Lothar Jahn: "Dreams Of 75" (Doppel-Album)

jahn2022 20220624 1001201027VÖ: 24.06.2022; Label: Lion (USA); Vertrieb: Hufnagel (D); Katalognummer: 4170000012719; Musiker: Lothar Jahn (alle Instrumente, Gesang); Bemerkung: Doppel-CD im aufklappbaren Digipak inkl. Booklet mit infos zum Album und zum Künstler. Das Album gibt es außer auf CD auch als Doppel-Vinyl, und ist u.a. auch über die Homepage des Künstlers zu beziehen;

Titel:
CD 1: "Dreams Of 75" (Extended Version)
CD 2: "February 1975" (Remastered Version)


Rezension:
Stell Dir vor, Du bist Musiker und hast vor 45 Jahren eine EP veröffentlicht, deren Existenz im Laufe der Jahre schlicht und ergreifend vergessen wurde. Du warst längst mit anderen Dingen beschäftigt, denn nach dieser einen 7" EP kam keine weitere Platte mehr von Dir raus, und dann spricht Dich nach all der Zeit ein Plattensammler an. Dieser kommt aus einem fernen Land und hat Deine Single/EP auf einem Trödelmarkt in seiner Heimat gefunden. Der Sammler findet das, was er darauf hört, so gut, dass er den Kontakt zu Dir sucht. Er macht Dich ausfindig und überredet Dich, wieder Musik zu machen und die Idee von einst nochmal aufleben zu lassen. Eine Plattenfirma, die ein evtl. entstehendes Album auf den Markt bringen würde, bringt er Dir sogar gleich mit. Klingt weit hergeholt und wie der fiktive Stoff aus einem Kurzfilm der RTL II-Serie "X-Factor: Das Unfassbare"? Aber das ist genauso passiert und Jonathan Frakes würde sagen, "Die Geschichte ist wahr!"

Der Musiker, von dem hier die Rede ist, heißt Lothar Jahn, ist Baujahr 1957 und wohnhaft in Hofgeismar im nordhessischen Landkreis Kassel.
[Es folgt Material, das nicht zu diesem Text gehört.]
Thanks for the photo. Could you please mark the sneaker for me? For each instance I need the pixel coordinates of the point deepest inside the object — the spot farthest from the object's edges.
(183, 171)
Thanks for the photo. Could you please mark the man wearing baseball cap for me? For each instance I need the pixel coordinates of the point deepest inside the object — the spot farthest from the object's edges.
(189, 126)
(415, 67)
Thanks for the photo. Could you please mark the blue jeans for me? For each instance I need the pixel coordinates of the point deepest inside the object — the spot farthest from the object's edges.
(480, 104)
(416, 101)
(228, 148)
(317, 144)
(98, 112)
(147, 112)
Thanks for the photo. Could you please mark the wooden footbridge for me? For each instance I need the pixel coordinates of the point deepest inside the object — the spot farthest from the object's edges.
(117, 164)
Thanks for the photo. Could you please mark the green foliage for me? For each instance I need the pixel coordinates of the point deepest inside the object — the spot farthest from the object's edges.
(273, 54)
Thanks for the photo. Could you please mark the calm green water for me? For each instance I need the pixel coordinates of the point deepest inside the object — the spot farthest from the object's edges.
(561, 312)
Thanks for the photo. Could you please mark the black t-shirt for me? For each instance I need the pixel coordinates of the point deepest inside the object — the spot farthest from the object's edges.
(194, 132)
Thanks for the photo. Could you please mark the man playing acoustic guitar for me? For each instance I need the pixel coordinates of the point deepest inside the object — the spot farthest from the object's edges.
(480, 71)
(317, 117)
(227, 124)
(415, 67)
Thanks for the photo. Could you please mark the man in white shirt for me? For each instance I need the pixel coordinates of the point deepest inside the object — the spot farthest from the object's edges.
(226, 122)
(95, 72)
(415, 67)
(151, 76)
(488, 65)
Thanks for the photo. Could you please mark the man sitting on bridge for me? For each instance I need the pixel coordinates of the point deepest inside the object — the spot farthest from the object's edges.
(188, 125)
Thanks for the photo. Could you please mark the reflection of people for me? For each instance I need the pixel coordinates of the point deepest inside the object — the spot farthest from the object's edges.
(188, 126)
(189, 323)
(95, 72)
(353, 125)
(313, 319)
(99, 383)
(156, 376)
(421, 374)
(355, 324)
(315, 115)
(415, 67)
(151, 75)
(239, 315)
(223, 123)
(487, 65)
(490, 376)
Obwohl er Träger des Carl-Maria-von-Weber-Preises der Stadt Dresden (1988) ist, werden ihn und seine 1977 beim kleinen Label Sound Record, einem Unter-Label der Plattenfirma Radar Music, erschienene EP "February 1975" wohl nur die Wenigsten unserer Leser kennen. Die Single/EP schien aus kommerzieller Sicht damals wohl kein großer Erfolg gewesen zu sein, denn ihr folgte keine weitere Scheibe mehr. Irgendwann in den Jahren danach - schon im neuen Jahrtausend - hatte Jahn Verbindungen zur Hamburger Folk-Rockband Ougenweide, für deren CD-Booklets er Liner-Notes schrieb und dessen Jubiläumskonzert er vor ein paar Jahren organisierte, aber ansonsten trat er überregional als Musiker nicht mehr groß in Erscheinung. Ein Liederbuch, das im Eigenvertrieb erschien, und Konzerte auf regionaler Ebene hat es noch gegeben, aber eben nichts, womit er bundesweit auf sich aufmerksam machte. Im Jahre 2019 kam es dann zu einem Kontakt zwischen ihm und dem Plattensammler Ramon Piserra aus Barcelona, der die Single von Lothar auf einem Flohmarkt in Spanien entdeckt hatte. Wie es dann weiterging, ist hier bereits in der Einleitung beschrieben worden. Piserra überredete den deutschen Musiker, aus den vielen Ideen, die in der 10-minütigen Single steckten, ein Album zu machen. Dazu ließ er seine Kontakte zu einem US-Amerikanischen Plattenlabel in Illinois spielen, brachte beide zusammen und schon ging's los mit dem Comeback nach 45 Jahren. Das nun hier vorliegende Doppel-Album ist das Ergebnis dieses modernen Musikmärchens, an dem wir unsere Leser mit einer absoluten Empfehlung zum Kauf dieses Doppel-Albums mit dem Titel "Dreams Of ´75" teilhaben lassen.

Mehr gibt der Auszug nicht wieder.